My absolute worst dating app pickup was a guy who sent me something like five paragraphs about the OKCupid compatibility question wondering if you’d ever fuck in a graveyard, complaining about the false equivalency with necrophilia that he felt was implied, and wondering what was so bad about that anyway. However, my favorite OKCupid pickup of all time was the guy who wrote only, “Look a little crazy huh” with no punctuation.
Reneice Charles, Writer
I wish I had an answer for the best opening line i’ve ever received but not a single thing is coming to mind, I DO however have one for the worst. Back when I still dated men one particularly confident specimen sent me a message that started with ” You are desperately fetching”. His message moved on from there into some of the worst soft-core porn scripting I’ve ever had the misfortune of reading rife with objectification and highly problematic racial and fat exoticism. It was so bad that I couldn’t believe it was real. Like this man TRULY believed this was an appropriate way to go about finding a date? Wow. Also, desperately fetching??? just…what? I deleted the app the next day.
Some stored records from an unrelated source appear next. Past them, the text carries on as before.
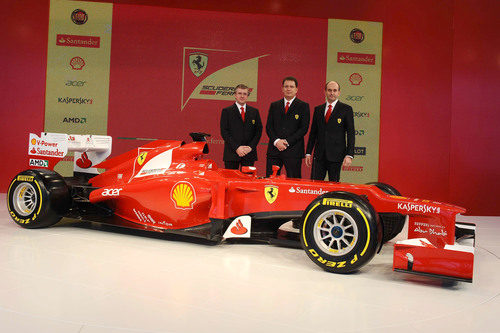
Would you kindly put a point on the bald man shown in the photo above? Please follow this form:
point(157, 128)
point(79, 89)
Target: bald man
point(332, 136)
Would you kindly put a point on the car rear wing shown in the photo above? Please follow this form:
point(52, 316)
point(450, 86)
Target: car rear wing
point(48, 149)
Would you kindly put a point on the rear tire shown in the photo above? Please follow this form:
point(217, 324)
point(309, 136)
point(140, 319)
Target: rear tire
point(340, 232)
point(393, 223)
point(38, 198)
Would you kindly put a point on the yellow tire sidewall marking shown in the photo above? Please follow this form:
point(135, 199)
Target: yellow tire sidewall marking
point(367, 231)
point(305, 222)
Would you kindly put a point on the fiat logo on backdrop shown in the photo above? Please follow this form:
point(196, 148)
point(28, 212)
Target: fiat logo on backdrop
point(77, 63)
point(357, 35)
point(79, 16)
point(355, 79)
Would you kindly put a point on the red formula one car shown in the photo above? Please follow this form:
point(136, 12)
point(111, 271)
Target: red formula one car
point(170, 186)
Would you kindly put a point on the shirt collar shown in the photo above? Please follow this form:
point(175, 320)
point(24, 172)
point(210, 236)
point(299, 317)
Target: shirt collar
point(333, 104)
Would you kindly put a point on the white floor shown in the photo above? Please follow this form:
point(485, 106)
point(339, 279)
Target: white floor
point(72, 279)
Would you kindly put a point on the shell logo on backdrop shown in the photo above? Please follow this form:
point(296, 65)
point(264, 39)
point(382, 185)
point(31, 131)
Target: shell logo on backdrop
point(183, 195)
point(212, 74)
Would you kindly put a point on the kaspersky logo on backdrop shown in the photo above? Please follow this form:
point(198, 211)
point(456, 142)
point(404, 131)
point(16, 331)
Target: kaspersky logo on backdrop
point(212, 74)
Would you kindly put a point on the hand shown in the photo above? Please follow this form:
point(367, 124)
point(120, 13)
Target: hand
point(241, 151)
point(309, 161)
point(347, 161)
point(281, 144)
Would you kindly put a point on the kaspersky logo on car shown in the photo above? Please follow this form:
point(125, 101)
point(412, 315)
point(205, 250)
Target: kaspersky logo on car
point(183, 195)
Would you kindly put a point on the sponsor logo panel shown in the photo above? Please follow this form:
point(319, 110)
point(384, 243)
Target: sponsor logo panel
point(361, 114)
point(23, 178)
point(354, 98)
point(39, 163)
point(355, 79)
point(74, 120)
point(357, 35)
point(78, 41)
point(353, 168)
point(356, 58)
point(79, 16)
point(77, 63)
point(74, 83)
point(360, 151)
point(75, 100)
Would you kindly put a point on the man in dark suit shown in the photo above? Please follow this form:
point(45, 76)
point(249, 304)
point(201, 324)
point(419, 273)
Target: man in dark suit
point(241, 128)
point(287, 123)
point(332, 122)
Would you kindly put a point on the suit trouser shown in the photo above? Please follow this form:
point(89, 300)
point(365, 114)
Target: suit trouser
point(236, 164)
point(293, 166)
point(321, 166)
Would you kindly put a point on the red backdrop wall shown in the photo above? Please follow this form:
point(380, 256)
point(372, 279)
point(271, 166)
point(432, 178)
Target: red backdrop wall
point(439, 129)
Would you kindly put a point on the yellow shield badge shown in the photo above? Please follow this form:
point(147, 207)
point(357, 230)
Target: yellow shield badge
point(141, 158)
point(271, 193)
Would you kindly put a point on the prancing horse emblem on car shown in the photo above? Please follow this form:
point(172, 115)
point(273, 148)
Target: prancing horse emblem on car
point(271, 193)
point(198, 63)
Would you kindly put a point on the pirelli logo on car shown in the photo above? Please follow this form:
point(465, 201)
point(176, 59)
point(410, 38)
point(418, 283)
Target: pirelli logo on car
point(25, 178)
point(337, 202)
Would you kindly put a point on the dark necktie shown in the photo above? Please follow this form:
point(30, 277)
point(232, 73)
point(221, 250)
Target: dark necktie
point(328, 113)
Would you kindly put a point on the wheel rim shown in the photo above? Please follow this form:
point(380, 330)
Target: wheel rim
point(25, 199)
point(335, 232)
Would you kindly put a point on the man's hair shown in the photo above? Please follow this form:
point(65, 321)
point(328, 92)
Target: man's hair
point(326, 85)
point(290, 78)
point(241, 86)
Vanessa Friedman, Community Editor
I actually opened my Tinder to look at concrete examples for this and all the best opening lines include some combo of a greeting, a compliment, and a suggestion to hang out. I like to use Tinder to meet babes but I’m not looking for an extended pen pal situation – I have enough friends to text with. Get in, ask me to meet in person, get out! Let’s see if we have sexual chemistry ASAP, ya know? I don’t really have any terrible opening line stories – maybe that’s why I’m one of the only queer women who actually likes Tinder?